Researchers at Stony Brook University have leveraged machine learning to identify six promising solvents for carbon dioxide electroreduction, a process that uses clean electricity to convert CO2 into useful fuels and products. The work, led by Ph.D. researcher Kuldeepsinh Raj and principal investigator Professor Nav Nidhi Rajput from the Department of Materials Science and Chemical Engineering, aims to address the climate challenge posed by rising CO2 levels.
Carbon dioxide is a major driver of climate change, and finding efficient ways to transform it into valuable resources is a critical frontier in sustainability. Electroreduction relies on dissolving CO2 in a solvent before it can be converted, but traditional solvents often suffer from low CO2 solubility or poor energy efficiency.
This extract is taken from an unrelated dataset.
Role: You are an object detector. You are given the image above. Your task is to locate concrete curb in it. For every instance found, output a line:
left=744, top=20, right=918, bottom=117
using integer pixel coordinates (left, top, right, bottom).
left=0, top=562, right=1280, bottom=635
By screening thousands of candidates computationally, the team narrowed the field to half a dozen solvents with optimal properties.
The machine learning model evaluated factors such as CO2 solubility, electrochemical stability, and cost. The six shortlisted solvents are expected to enhance reaction rates and reduce energy demands compared to conventional alternatives. Specific numerical performance metrics were not disclosed in the source article.
If validated experimentally, these solvents could make industrial-scale CO2 conversion more economically viable, potentially allowing power plants or factories to turn emissions into synthetic fuels, plastics, or chemicals. The approach also demonstrates how data-driven methods can accelerate materials discovery, shrinking years of lab work into months.
"We were able to screen a vast chemical space that would have been impossible to explore manually," Rajput said. The team now plans to test their top candidates in lab-scale electrochemical cells.